Our study found that the automated RPR test showed earlier seroconversion than the conventional card RPR test after syphilis treatment (p=0.004). If we adopt the reverse algorithm, treponemal tests can be used first to screen sensitively, and then non-treponemal tests can be used to accurately show negative changes in treated cases. In this situation, we could use treponemal tests for first-line screening and non-treponemal tests for monitoring patients allowing us to observe seroconversion more effectively after treatment.2 13 14 Unfortunately, our study had a limited number of syphilitic patients because of the low prevalence of syphilis in our country, so the number of samples was small and could not been classified according to syphilis stage. In fact, in some late or latent syphilis cases, the results of the non-treponemal test were hard to interpret after initial treatment in our study (cases 8 and 9 in table 5). So, further well-designed studies are needed to clarify the serological responses of automated RPR tests after treatment and according to the stage of syphilis infection.

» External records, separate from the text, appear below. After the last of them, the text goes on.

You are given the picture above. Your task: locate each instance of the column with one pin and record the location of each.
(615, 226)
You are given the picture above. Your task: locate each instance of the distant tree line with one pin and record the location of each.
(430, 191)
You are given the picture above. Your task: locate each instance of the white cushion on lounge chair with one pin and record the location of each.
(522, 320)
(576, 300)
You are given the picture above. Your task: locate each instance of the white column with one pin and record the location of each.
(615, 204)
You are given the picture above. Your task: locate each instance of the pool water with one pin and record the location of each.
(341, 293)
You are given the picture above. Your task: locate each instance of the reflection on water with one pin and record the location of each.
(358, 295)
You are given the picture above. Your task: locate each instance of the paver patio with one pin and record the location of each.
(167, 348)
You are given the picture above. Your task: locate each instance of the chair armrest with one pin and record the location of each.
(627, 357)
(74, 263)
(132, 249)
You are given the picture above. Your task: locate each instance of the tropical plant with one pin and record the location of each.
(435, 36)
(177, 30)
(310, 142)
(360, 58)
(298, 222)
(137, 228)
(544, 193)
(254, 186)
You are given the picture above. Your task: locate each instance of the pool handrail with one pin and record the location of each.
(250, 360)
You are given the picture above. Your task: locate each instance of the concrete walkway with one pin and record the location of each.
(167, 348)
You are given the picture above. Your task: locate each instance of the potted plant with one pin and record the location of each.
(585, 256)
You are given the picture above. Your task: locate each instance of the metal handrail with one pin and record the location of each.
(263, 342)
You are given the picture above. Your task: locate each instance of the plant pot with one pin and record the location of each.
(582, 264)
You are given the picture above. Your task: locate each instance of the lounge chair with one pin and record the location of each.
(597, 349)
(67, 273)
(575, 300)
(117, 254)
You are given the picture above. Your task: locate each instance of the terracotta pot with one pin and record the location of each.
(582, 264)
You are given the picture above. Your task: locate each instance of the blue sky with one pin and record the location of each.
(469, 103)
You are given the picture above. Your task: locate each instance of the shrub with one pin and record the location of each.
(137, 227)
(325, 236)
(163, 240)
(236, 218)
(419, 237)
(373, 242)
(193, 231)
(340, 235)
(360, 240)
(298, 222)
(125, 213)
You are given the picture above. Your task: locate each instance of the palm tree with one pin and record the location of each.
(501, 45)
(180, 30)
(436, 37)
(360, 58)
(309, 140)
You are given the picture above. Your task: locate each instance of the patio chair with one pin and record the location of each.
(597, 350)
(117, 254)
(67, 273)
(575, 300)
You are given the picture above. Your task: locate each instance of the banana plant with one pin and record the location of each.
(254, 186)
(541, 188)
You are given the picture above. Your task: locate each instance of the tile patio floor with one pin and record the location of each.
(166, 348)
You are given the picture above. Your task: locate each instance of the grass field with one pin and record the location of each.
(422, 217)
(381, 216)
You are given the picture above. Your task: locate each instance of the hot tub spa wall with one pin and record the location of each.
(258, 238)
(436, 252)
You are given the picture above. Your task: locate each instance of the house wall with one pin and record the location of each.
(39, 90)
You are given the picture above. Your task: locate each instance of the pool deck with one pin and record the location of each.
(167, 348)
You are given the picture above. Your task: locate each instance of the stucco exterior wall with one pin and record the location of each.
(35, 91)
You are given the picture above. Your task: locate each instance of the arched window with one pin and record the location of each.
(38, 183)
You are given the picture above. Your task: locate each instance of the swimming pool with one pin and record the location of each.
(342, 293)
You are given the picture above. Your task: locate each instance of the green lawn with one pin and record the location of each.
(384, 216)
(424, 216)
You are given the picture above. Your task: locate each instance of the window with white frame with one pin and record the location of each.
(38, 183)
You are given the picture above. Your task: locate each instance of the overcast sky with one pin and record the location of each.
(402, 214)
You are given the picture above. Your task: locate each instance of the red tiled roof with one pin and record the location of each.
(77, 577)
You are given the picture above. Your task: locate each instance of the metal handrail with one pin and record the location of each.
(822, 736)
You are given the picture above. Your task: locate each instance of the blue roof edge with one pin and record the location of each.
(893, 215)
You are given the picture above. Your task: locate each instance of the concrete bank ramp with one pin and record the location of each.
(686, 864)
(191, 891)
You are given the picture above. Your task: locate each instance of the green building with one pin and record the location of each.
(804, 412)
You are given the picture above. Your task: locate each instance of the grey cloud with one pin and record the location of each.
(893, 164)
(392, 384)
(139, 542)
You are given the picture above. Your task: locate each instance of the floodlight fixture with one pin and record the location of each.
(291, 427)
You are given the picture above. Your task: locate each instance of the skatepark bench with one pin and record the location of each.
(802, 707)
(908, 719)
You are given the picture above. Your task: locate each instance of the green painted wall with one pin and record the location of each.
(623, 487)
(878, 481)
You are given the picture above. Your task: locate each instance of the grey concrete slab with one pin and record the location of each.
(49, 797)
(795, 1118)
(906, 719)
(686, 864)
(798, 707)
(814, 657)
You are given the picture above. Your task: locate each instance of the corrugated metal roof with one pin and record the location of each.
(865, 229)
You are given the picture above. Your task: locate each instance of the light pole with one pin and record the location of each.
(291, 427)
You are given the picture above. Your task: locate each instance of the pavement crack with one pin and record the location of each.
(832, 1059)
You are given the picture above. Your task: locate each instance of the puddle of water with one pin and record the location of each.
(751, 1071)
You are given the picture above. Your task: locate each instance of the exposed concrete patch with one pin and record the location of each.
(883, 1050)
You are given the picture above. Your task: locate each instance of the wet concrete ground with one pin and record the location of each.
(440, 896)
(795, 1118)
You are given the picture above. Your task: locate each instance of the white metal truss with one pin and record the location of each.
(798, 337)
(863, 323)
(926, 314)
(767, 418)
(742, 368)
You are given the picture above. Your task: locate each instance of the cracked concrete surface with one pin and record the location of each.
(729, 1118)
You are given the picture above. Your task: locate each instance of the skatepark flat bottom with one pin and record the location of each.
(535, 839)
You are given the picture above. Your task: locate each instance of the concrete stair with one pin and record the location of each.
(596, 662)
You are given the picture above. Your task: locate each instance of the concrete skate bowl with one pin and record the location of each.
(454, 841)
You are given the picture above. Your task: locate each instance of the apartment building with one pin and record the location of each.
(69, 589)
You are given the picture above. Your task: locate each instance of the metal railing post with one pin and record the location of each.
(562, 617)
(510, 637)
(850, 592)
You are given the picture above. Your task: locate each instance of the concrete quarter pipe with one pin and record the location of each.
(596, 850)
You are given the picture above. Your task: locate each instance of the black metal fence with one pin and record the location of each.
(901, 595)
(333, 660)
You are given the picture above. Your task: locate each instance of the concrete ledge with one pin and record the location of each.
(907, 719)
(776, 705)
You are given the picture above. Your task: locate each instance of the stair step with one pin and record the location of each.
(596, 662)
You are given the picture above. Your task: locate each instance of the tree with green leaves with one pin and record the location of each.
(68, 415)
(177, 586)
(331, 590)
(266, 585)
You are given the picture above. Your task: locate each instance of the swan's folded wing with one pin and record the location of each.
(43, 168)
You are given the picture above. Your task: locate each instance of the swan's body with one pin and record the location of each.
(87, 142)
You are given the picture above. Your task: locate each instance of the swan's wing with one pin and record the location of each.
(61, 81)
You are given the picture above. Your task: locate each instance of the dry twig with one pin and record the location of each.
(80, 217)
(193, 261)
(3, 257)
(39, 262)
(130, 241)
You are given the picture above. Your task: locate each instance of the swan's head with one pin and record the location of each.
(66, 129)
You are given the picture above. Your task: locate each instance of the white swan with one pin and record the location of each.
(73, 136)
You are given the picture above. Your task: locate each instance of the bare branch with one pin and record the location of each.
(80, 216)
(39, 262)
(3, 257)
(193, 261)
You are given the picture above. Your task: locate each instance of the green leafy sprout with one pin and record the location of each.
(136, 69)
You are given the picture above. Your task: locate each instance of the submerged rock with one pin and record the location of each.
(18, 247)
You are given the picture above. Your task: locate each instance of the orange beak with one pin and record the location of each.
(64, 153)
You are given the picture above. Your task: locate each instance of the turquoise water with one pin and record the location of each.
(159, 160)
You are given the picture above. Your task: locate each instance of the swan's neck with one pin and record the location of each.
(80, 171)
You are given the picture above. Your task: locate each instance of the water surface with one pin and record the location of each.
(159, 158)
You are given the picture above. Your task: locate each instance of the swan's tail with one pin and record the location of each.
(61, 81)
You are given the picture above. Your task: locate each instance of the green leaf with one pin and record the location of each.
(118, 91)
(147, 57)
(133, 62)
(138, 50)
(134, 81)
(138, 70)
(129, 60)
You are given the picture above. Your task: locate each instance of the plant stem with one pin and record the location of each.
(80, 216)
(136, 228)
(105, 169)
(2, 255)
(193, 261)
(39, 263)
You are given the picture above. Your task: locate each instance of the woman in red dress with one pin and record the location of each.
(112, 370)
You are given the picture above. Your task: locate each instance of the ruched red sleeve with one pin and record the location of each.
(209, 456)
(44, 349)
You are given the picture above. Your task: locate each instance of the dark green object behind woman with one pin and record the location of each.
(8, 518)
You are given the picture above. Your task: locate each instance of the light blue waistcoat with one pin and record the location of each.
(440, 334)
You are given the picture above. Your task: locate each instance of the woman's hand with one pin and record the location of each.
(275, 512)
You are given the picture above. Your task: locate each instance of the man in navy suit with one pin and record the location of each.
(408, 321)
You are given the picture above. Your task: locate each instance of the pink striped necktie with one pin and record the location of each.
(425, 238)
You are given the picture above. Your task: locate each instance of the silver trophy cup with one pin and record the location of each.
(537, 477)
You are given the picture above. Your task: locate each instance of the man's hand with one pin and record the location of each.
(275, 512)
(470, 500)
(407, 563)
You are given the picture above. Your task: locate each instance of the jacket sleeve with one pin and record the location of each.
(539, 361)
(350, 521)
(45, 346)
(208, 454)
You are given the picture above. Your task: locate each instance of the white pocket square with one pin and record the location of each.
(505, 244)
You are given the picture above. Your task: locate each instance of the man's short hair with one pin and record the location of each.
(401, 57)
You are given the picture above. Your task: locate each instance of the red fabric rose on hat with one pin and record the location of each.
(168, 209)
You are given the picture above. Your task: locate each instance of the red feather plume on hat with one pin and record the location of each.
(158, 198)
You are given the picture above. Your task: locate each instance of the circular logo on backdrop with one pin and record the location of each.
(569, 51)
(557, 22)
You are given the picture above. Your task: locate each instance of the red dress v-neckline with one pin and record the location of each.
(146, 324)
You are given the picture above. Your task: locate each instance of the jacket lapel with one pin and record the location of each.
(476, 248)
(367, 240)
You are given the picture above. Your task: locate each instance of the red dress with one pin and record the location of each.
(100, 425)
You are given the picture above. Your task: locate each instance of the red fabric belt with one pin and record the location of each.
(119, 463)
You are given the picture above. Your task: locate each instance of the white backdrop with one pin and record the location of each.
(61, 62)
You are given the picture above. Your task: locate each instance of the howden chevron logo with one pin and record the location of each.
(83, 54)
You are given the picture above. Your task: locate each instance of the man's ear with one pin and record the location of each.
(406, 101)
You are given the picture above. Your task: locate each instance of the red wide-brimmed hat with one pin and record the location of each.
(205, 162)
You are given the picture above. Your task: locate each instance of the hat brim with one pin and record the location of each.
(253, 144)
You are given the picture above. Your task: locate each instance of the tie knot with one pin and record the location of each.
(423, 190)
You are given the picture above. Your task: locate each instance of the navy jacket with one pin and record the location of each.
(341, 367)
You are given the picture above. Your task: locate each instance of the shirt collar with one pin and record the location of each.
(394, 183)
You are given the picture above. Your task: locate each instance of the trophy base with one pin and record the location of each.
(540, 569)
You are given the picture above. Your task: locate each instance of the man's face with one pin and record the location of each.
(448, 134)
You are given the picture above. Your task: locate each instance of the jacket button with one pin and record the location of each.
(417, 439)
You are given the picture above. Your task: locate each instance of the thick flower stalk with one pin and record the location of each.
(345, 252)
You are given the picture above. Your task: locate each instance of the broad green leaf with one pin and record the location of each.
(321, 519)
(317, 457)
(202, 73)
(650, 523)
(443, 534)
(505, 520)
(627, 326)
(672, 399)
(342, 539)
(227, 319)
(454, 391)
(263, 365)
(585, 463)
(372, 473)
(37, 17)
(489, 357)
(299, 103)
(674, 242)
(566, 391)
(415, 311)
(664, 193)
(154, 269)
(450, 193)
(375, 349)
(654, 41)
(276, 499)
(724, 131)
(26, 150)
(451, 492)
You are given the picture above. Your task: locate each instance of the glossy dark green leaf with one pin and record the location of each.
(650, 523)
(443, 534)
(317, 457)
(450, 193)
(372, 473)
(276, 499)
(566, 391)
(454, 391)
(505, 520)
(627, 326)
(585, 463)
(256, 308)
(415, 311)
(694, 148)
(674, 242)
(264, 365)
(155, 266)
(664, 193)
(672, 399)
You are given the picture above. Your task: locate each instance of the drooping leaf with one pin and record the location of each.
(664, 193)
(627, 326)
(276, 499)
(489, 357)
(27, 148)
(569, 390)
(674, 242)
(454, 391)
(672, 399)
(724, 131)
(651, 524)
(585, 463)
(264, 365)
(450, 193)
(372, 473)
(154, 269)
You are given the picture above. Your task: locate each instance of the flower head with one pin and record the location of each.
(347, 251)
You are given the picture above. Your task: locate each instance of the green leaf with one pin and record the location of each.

In Korea, automated RPR tests have recently been introduced in clinical laboratories, and evaluations comparing conventional RPR tests and VDRL tests have been reported.8 15 However, the results were variable. Onoe et al16 also suggested that, when the automated serological testing method is used in clinical settings, the same reagent should be consistently selected to evaluate the changes in antibody titres, because the manual serological testing method for syphilis showed somewhat different results from the automated serological testing methods. In this study, we noticed reasonably consistent results between automated and manual RPR tests.

We found that the automated RPR test has greater processing capability within a limited time and is effectively applicable. Through the reverse syphilis screening algorithm, we can increase the detection sensitivity of syphilis screening by using the treponemal test for initial screening, and then the automated RPR test after treatment because of its rapid seroconversion, although the sensitivity of the automated RPR test is lower than that of the manual RPR test.

In conclusion, the automated RPR test showed an overall lower sensitivity and similar specificity compared with the conventional manual RPR card test. Therefore, we consider that the automated RPR test is not appropriate for use for initial screening for syphilis. However, it produces an earlier seroconversion response in treated cases than the conventional RPR card test. Applying the reverse algorithm, the sensitive treponemal test can be used as the first-line screening test, and then the automated RPR test can be used as an adjunct to detect earlier seroconversion in treated patients.

Further large-scale studies including patients categorised by syphilis stage are required to clarify the diagnostic efficiency of the automated RPR test.